Validating Relative Paths and Internal Anchors

Not every link points to an external website. Many of the most important references in technical documentation are internal: links to other pages in the same repository, sections within the current document, or assets like images and downloads. These relative paths and anchor fragments must be validated too, but they require a completely different approach since no network request is involved.

For relative paths, the checker needs context about the document's location. When run against a single file, it assumes the file is at the root or uses a provided base directory. When scanning an entire folder or git repository, it resolves paths relative to the source file's position in the directory tree.
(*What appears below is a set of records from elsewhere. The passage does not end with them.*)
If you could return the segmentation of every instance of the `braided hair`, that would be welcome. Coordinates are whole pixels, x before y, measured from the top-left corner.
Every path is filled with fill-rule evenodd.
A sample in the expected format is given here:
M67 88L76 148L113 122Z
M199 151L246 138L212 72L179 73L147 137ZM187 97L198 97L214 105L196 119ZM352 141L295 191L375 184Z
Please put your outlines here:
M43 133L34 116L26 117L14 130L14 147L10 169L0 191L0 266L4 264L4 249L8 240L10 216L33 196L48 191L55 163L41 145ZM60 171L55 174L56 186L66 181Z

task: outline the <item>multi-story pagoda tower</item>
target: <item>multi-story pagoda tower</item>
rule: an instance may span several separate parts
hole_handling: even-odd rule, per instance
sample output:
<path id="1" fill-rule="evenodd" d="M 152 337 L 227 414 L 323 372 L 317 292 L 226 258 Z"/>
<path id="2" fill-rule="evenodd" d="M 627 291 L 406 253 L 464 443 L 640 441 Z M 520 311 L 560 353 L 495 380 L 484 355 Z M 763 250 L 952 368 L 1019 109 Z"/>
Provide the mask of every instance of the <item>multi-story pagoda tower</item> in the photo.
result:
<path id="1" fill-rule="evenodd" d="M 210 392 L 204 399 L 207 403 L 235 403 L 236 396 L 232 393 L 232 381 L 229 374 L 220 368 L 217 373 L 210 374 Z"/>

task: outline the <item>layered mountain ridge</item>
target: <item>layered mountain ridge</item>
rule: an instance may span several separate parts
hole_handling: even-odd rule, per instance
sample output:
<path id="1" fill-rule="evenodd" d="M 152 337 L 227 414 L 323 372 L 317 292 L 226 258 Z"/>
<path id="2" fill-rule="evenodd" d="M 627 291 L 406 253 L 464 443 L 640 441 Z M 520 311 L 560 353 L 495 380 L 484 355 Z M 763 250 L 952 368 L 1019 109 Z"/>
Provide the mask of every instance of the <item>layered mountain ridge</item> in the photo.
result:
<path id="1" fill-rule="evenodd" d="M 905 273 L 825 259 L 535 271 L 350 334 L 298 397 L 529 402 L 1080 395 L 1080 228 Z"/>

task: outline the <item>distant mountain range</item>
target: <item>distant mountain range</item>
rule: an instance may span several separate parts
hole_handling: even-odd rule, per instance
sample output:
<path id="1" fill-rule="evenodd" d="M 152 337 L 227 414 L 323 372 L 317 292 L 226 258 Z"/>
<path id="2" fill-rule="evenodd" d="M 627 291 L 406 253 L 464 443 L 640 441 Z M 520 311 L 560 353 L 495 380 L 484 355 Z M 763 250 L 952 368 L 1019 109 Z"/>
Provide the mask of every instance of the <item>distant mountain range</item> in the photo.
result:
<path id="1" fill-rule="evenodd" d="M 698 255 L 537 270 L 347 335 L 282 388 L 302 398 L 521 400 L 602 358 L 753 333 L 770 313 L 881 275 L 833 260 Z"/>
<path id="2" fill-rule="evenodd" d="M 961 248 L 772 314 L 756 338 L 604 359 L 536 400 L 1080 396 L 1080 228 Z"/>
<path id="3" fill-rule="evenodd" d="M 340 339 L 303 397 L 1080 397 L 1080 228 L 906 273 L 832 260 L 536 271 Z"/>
This allows accurate checking of links like ../getting-started/introduction.md or images/logo.png without guessing.

Local File Existence Checks

Once resolved, the checker verifies that the target file actually exists on disk. If the path points to a Markdown file, it can optionally recurse and validate links within that file too, creating a complete internal graph. Missing files are reported as errors with the exact relative path that failed, making it easy for authors to correct typos or move content without breaking references.

Anchor and Heading Fragments

In-page anchors are handled by parsing the target document for matching identifiers. For standard Markdown headings, the checker automatically generates slugified IDs based on the heading text, following common conventions such as lowercase, hyphen-separated words. It then checks whether the fragment after the hash symbol matches any heading ID or explicit anchor in the linked document. Custom IDs defined with attributes are also recognized and validated.

Same-page anchors, where the link starts with a hash and no path, are resolved against the current file. This ensures that table-of-contents entries, jump links, and section references work as expected even after content is rearranged. Invalid anchors are flagged so authors can fix typos or update headings without leaving dangling references.

Offline-First Validation

All of this happens offline, using only the local filesystem and parsed Markdown content. No internet connection is required, making internal link checking fast, private, and reliable even in air-gapped environments or during CI runs without network access. By treating internal references with the same rigor as external ones, the tool helps maintain a fully navigable documentation experience from start to finish.

Comprehensive internal validation closes the loop on link hygiene. When combined with external checks, it ensures documentation is robust, discoverable, and user-friendly regardless of where readers start reading.

This concludes the technical insights series on the Markdown Link Checker. Thank you for reading.